Vleeshouwersstraat 38/40, 2000 Antwerpen
Bezoek met gids
Museum
Vleeshuis
Eén plek voor vleeshouwers
In 1250 bepaalde Hertog Hendrik III dat de stad met eigen middelen haar lakenhal moest vergroten. Hij wilde ook dat ze een vleeshuis, een broodhuis en een graanhuis bouwde. Het vleeshuis stond op dezelfde plaats als het huidige, maar was maar half zo groot. Er stonden 52 kramen die de vleeshouwers moesten huren van de hertog. In de jaren na de opening van het Vleeshuis werden de regels voor vee- en vleeshandel opgetekend in de ‘vleeskeure’. Bedoeling was om de slagers te beschermen, de kwaliteit van hun producten te garanderen en de bevoorrading van de stedelingen te garanderen. Al op het einde van de 13de eeuw vormden de vleeshouwers een ambacht dat door de hertog erkend werd.
Nieuw Vleeshuis
In 1500 kregen de vleeshouwers van de magistraat de toelating om een nieuwe vleeshuis te bouwen.

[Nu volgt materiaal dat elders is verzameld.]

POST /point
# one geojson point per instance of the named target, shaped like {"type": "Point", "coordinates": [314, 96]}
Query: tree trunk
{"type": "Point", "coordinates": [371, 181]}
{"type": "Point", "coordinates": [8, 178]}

Zij benadrukten dat de kosten voor de bouw en het onderhoud volledig voor rekening van het ambacht waren. De beenhouwers moesten bovendien een jaarlijks accijns aan de hertog en de stad betalen. Destijds telde bijna elke Vlaamse stad een vleeshal, maar de meeste werden gesloopt. Het Antwerpse Vleeshuis was het grootste gebouw in zijn soort in de Nederlanden.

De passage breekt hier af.